Movable type in Japan
Though the Jesuits operated a Western movable type printing-press in Nagasaki, Japan, printing equipment brought back by Toyotomi Hideyoshi's army in 1593 from Korea had far greater influence on the development of the medium. Four years later, Tokugawa Ieyasu, even before becoming shogun, effected the creation of the first native movable type, using wooden type-pieces rather than metal. He oversaw the creation of 100,000 type-pieces, which were used to print a number of political and historical texts.
An edition of the Confucian Analects was printed in 1598, using Korean moveable type printing equipment, at the order of Emperor Go-Yōzei. This document is the oldest work of Japanese moveable type printing extant today. Despite the appeal of moveable type, however, it was soon decided that the running script style of Japanese writings would be better reproduced using woodblocks, and so woodblocks were once more adopted; by 1640 they were once again being used for nearly all purposes.

Movable type in other East Asian countries


China Block Printing Museum in Yangzhou
Printing using movable type spread from China during the Mongol Empire; among other groups, the Uyghurs of Central Asia, whose script was adopted for the Mongol language, used movable type.

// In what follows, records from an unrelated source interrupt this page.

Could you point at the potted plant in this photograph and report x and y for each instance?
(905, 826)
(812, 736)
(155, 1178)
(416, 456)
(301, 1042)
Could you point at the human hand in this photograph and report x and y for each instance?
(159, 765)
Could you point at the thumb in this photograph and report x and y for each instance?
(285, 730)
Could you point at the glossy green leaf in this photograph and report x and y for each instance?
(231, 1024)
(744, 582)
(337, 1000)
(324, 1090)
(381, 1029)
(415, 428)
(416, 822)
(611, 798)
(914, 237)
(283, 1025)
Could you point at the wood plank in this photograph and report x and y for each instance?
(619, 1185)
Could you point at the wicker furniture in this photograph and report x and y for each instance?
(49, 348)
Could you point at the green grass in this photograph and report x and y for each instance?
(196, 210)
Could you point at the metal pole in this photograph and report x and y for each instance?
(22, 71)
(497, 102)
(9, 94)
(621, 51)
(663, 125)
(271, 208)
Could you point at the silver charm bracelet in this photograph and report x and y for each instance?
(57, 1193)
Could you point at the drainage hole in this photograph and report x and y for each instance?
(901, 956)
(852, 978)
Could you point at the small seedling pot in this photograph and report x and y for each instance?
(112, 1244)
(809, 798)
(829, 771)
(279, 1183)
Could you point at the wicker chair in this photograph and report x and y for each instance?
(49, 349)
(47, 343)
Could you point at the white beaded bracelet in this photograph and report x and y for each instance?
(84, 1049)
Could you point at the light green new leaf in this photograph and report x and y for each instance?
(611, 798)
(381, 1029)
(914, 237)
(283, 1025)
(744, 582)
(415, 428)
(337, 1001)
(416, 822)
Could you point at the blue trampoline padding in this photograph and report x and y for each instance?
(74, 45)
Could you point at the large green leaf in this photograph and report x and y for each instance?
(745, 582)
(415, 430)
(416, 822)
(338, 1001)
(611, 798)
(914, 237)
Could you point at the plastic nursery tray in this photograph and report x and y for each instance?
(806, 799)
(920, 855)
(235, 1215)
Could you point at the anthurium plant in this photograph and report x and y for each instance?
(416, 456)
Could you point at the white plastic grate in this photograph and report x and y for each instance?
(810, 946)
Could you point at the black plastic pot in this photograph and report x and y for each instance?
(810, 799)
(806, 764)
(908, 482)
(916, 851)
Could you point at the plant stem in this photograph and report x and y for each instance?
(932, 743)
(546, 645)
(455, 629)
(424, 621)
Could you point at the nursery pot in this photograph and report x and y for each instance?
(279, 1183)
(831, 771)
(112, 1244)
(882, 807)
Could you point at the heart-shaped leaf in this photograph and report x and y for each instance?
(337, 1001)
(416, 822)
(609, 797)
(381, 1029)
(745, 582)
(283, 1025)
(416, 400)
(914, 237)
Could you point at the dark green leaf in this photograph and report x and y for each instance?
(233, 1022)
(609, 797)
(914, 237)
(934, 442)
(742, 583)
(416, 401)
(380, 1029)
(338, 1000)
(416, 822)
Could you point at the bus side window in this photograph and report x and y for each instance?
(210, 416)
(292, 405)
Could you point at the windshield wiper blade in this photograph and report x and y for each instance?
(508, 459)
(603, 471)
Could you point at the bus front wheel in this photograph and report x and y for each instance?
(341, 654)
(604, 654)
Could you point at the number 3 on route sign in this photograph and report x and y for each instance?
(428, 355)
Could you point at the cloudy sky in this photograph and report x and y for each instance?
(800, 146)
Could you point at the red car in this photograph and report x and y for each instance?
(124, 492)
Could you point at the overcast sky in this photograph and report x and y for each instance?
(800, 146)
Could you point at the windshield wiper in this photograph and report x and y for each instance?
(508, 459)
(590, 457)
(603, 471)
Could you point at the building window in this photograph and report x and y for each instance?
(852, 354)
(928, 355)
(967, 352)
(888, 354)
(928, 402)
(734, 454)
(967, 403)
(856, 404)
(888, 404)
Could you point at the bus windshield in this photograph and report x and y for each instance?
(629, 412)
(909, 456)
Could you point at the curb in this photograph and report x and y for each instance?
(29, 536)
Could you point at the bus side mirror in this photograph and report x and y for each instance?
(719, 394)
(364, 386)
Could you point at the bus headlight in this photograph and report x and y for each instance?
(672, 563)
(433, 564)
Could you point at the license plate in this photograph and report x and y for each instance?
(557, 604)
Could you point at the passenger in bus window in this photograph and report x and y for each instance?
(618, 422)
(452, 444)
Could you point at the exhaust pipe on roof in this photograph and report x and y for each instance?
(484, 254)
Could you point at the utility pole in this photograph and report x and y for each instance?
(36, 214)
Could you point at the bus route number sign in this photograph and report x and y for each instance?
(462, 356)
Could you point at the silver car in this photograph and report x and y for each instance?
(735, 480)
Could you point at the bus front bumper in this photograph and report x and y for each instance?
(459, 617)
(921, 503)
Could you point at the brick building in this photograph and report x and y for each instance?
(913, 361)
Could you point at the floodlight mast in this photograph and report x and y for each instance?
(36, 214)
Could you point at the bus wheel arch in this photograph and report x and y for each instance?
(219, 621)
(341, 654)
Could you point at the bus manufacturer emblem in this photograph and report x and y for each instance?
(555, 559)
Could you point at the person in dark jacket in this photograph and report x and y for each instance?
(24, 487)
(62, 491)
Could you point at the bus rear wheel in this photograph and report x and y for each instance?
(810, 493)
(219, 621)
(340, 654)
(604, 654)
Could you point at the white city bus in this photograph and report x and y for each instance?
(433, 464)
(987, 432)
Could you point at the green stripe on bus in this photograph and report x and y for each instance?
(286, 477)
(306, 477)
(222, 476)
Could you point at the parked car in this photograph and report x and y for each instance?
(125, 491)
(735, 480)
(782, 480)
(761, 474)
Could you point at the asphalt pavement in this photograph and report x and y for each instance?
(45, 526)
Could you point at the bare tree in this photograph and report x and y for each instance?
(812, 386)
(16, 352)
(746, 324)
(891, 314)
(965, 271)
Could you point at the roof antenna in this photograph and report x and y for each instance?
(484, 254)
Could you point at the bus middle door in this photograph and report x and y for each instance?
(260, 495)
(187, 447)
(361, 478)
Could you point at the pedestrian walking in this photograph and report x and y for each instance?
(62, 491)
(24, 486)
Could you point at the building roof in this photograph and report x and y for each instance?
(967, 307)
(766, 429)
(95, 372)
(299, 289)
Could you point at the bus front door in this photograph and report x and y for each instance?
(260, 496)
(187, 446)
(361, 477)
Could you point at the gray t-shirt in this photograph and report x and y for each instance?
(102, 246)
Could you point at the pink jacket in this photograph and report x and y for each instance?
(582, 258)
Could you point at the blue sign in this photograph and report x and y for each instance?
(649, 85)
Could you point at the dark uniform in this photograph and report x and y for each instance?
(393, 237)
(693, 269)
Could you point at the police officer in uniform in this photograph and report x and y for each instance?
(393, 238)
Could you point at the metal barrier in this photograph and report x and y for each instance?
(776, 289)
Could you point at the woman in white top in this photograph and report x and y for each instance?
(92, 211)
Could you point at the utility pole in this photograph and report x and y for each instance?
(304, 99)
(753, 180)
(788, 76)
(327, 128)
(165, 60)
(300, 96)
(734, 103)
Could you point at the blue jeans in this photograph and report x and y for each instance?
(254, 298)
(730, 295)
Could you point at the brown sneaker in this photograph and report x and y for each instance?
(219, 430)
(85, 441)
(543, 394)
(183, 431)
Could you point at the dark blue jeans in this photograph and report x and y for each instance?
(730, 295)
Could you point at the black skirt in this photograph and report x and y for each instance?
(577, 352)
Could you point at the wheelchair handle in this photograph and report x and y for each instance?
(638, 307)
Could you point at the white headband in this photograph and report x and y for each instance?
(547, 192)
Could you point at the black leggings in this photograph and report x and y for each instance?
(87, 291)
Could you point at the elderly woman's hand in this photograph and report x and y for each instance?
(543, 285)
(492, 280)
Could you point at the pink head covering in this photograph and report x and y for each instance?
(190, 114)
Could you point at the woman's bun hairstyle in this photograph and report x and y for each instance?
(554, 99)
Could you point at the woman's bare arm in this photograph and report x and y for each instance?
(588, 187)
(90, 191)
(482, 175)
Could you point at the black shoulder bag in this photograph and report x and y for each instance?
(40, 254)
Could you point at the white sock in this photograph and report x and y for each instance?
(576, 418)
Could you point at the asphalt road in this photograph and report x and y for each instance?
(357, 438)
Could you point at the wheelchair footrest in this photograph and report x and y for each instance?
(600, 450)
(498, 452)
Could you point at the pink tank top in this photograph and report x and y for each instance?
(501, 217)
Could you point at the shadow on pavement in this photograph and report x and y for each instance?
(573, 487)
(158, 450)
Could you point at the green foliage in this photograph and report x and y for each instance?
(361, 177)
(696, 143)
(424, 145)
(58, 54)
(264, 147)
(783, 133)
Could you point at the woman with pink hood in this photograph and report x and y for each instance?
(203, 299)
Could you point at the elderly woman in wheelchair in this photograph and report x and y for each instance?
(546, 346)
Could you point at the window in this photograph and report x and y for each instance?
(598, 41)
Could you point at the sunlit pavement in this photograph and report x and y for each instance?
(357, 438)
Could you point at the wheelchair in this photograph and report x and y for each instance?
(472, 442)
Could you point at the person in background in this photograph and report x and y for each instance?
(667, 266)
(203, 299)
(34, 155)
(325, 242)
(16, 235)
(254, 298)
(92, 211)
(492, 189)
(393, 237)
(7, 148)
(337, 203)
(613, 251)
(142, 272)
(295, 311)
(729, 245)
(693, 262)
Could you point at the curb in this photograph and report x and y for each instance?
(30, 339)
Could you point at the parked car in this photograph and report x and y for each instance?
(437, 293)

Possible influence on European use of movable type
Since the use of printing from movable type arose in East Asia well before it did in Europe, it is relevant to ask whether Gutenberg may have been influenced, directly or indirectly, by the Chinese or Korean discoveries of movable type printing. There is no actual evidence that Gutenberg knew of the Korean processes for movable type. However, some authors admit this possibility, and argue that movable metal type had been an active enterprise in Korea since 1234 (although oldest preserved books are from 1377) and there was communication between West and East. Despite these conjectures, there is no evidence that movable type from the East ever reached Europe.

Mechanical presses

Mechanical presses as used in European printing remained unknown in East Asia. Instead, printing remained an unmechanized, laborious process with pressing the back of the paper onto the inked block by manual "rubbing" with a hand tool. In Korea, the first printing presses were introduced as late as 1881-83, while in Japan, after an early but brief interlude in the 1590s, Gutenberg's printing press arrived in Nagasaki in 1848 on a Dutch ship.
Contrary to Gutenberg printing, which allowed printing on both sides of the paper from its very beginnings (although not simultaneously until very recent times), East Asian printing was done only on one side of the paper, because the need to rub the back of the paper when printing would have spoilt the first side when the second side was printed. Another reason was that, unlike in Europe where Gutenberg introduced more suitable oil-based ink, Asian printing remained confined to water-based inks which tended to soak through the paper.